A Polícia Federal concluiu o inquérito que investiga a vereadora de Piripiri, Francinalva Coelho de Melo, conhecida como Nalvinha Melo, e a indiciou pelo crime de lavagem de dinheiro, previsto na Lei nº 9.613/1998. O relatório final foi encaminhado à Justiça Federal na última quinta-feira (25).
A parlamentar foi presa em flagrante na quarta-feira (24), logo após sacar R$ 500 mil em espécie em uma agência do Banco do Brasil, no município de Piripiri. A investigação aponta que a movimentação financeira chamou a atenção dos órgãos de controle e deu origem às diligências da Polícia Federal.
Investigação começou após alerta do Coaf
De acordo com as investigações, o caso teve início após um Relatório de Inteligência Financeira (RIF) do Conselho de Controle de Atividades Financeiras (Coaf) identificar a programação de um saque de alto valor em dinheiro.
Com base nas informações, equipes da Polícia Federal passaram a monitorar a movimentação e acompanharam a retirada da quantia na agência bancária. A abordagem ocorreu logo após a conclusão do saque.
As apurações também revelaram que a conta bancária utilizada pela vereadora registrou movimentações consideradas incompatíveis com o perfil financeiro apresentado, somando mais de R$ 2 milhões em créditos entre 2025 e 2026.
Segundo a PF, os elementos reunidos indicam possíveis práticas de ocultação e dissimulação da origem de recursos, fundamento que embasou o indiciamento por lavagem de dinheiro.

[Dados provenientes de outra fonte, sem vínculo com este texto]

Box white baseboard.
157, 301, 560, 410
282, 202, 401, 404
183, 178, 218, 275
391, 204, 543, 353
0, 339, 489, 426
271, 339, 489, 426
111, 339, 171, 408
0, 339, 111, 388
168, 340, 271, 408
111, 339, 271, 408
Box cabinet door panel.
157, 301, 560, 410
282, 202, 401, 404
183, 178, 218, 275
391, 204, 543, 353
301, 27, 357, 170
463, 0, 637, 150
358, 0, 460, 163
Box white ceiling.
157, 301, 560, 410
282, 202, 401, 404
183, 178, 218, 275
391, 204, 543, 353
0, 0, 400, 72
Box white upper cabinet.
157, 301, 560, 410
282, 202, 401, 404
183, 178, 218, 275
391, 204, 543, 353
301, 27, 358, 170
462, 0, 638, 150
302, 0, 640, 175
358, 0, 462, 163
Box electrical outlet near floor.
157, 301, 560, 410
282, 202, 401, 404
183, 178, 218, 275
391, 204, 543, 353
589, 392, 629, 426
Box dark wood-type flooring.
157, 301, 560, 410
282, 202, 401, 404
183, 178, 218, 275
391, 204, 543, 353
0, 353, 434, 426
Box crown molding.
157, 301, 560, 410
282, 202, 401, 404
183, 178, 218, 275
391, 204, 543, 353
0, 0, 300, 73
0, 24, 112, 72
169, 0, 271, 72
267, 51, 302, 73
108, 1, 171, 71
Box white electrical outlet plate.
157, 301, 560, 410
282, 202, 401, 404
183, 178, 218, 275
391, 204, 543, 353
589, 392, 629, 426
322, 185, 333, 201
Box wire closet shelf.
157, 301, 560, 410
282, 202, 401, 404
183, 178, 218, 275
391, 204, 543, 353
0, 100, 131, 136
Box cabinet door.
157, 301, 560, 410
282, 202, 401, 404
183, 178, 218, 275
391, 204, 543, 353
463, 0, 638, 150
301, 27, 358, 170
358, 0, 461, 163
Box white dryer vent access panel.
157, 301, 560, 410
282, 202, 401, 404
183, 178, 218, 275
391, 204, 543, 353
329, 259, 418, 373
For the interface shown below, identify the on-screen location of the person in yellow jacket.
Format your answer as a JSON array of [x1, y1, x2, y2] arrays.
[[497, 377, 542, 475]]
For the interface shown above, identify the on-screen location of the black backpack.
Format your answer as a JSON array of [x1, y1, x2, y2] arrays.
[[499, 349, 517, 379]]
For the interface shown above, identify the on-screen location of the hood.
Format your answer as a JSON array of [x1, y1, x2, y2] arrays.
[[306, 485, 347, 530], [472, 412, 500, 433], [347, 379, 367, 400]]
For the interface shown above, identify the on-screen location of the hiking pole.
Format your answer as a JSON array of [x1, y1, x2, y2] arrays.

Defesa alegou compra de imóvel
Durante o depoimento prestado no momento da prisão, Nalvinha Melo informou que o dinheiro seria destinado à compra de um imóvel na zona urbana de Piripiri.

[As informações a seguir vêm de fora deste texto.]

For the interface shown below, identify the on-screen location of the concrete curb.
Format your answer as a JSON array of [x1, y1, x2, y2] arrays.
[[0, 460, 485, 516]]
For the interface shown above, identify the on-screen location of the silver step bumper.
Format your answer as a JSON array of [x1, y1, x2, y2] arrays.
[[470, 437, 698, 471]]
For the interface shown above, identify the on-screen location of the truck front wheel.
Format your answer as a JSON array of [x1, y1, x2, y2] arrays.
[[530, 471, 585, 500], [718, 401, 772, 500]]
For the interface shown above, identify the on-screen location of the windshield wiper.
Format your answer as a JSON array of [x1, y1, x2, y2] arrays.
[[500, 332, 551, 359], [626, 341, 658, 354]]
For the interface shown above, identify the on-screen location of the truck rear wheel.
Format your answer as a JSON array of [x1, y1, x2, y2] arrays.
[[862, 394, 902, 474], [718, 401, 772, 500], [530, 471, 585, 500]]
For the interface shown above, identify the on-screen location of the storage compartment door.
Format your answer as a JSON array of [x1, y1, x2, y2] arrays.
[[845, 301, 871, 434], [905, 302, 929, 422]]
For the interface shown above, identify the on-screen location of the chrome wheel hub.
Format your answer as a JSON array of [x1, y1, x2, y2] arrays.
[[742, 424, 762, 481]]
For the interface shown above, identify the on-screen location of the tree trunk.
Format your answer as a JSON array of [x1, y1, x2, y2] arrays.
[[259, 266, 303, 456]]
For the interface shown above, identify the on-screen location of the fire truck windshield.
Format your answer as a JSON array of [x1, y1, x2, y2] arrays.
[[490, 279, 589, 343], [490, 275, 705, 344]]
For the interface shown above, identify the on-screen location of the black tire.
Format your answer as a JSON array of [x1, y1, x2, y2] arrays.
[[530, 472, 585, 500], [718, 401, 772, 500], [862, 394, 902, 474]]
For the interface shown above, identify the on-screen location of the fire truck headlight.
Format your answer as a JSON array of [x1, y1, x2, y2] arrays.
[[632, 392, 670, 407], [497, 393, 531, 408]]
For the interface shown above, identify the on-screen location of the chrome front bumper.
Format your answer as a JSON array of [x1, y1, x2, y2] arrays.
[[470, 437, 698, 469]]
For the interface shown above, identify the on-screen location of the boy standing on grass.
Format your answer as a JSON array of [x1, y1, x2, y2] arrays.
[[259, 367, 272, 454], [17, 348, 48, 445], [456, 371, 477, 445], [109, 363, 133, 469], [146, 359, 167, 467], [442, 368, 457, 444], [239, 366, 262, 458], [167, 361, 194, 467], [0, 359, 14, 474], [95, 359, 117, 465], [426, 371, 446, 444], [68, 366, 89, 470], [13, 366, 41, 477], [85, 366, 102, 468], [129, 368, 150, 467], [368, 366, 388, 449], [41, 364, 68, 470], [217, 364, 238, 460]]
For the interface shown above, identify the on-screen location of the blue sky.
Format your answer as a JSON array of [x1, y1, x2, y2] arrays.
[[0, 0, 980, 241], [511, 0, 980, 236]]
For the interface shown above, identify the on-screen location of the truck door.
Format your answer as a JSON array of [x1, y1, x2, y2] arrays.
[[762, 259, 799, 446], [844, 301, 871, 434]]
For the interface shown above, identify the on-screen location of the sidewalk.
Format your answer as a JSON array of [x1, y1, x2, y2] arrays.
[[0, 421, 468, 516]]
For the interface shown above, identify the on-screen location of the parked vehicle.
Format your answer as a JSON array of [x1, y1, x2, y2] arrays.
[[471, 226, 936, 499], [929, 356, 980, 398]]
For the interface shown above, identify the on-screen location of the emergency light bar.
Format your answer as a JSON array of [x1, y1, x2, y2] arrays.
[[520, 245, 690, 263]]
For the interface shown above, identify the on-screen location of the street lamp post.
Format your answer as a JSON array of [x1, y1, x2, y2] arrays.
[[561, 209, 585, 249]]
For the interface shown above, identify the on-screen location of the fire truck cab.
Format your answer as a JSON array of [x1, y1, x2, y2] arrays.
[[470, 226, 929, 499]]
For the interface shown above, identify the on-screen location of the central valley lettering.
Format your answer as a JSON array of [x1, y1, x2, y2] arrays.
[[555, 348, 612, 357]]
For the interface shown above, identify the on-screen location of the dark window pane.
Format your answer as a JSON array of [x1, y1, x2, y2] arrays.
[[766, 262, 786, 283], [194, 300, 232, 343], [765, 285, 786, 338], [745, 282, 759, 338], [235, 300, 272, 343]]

Entretanto, a Polícia Federal avalia que a utilização de grande volume de dinheiro em espécie em negociações imobiliárias pode dificultar o rastreamento da origem dos recursos, sobretudo diante da suspeita de que os valores possam estar relacionados a crimes contra a administração pública.
Posteriormente, ao ser interrogada formalmente, a vereadora optou por exercer o direito constitucional de permanecer em silêncio.

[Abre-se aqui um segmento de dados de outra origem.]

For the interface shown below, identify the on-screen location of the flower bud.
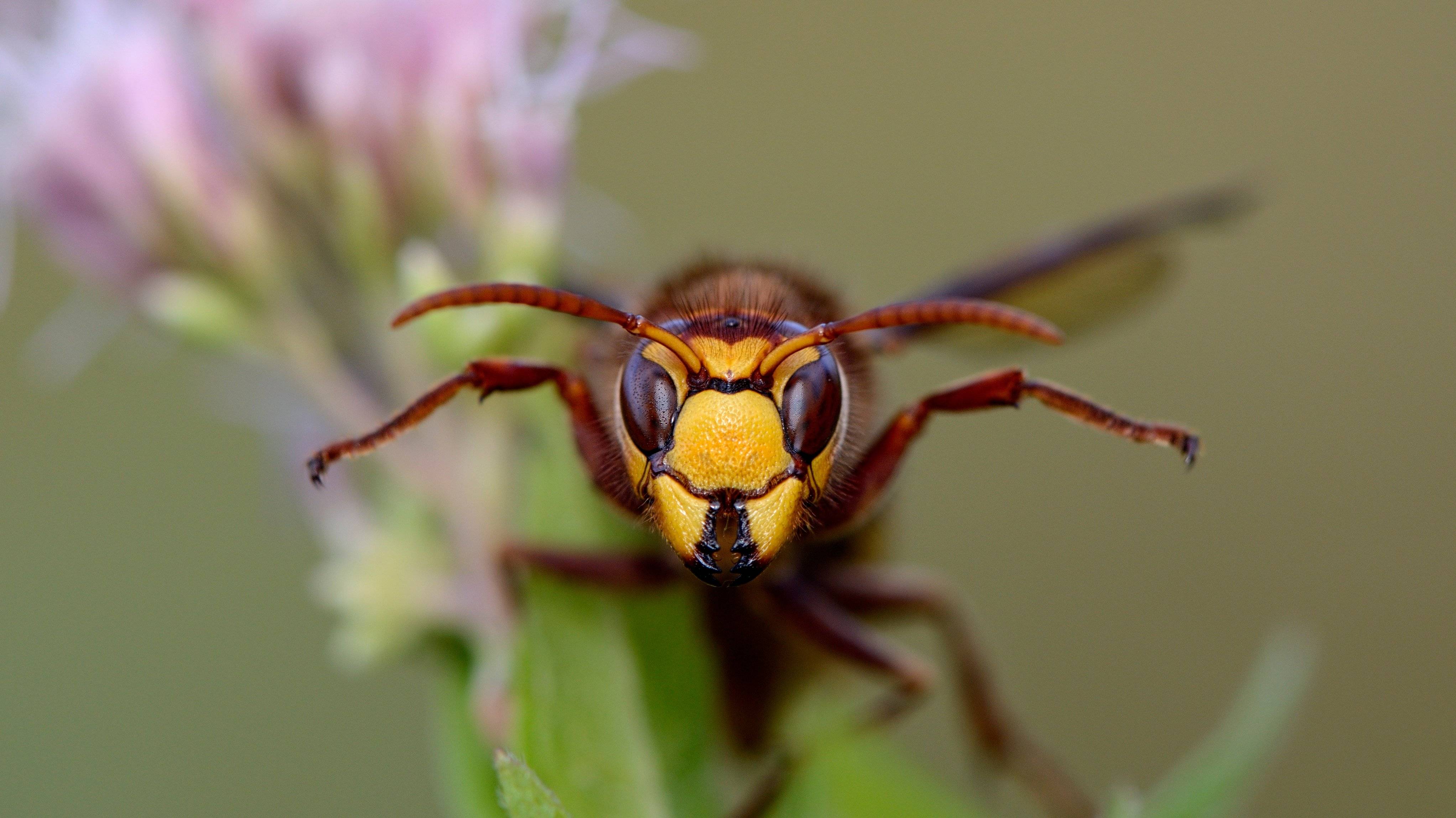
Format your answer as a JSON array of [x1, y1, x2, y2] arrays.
[[137, 272, 252, 348]]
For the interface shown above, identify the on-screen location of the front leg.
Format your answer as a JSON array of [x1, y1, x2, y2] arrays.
[[814, 370, 1198, 531], [309, 358, 642, 514], [812, 565, 1096, 817]]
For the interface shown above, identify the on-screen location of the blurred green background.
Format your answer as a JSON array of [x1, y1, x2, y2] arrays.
[[0, 0, 1456, 817]]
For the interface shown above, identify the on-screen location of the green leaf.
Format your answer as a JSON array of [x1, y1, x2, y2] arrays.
[[514, 575, 670, 818], [495, 750, 569, 818], [513, 392, 671, 818], [625, 587, 724, 818], [770, 734, 987, 818], [1142, 630, 1315, 818], [435, 638, 502, 818]]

Empresas também são alvo das investigações
As investigações apontam ainda que a parlamentar possui ligação com uma empresa que teria recebido pagamentos de diversos municípios entre 2022 e 2026, em valores considerados elevados pelos investigadores.
Além disso, a PF identificou que Nalvinha Melo figurou como sócia ou administradora de outras sete empresas. Conforme a análise financeira realizada durante o inquérito, essas empresas apresentariam movimentações consideradas atípicas, levantando suspeitas de possível ocultação patrimonial.
Vereadora foi solta após audiência de custódia
Apesar da prisão em flagrante e do indiciamento, a Justiça Federal concedeu liberdade provisória à vereadora durante audiência de custódia realizada na quinta-feira (25).
Na decisão, o magistrado entendeu que não estavam presentes os requisitos legais para converter a prisão em flagrante em prisão preventiva. A parlamentar foi colocada em liberdade, mediante o cumprimento de medidas cautelares.
A Polícia Federal informou que as investigações continuam para aprofundar a análise das movimentações financeiras e dos vínculos empresariais identificados ao longo do inquérito.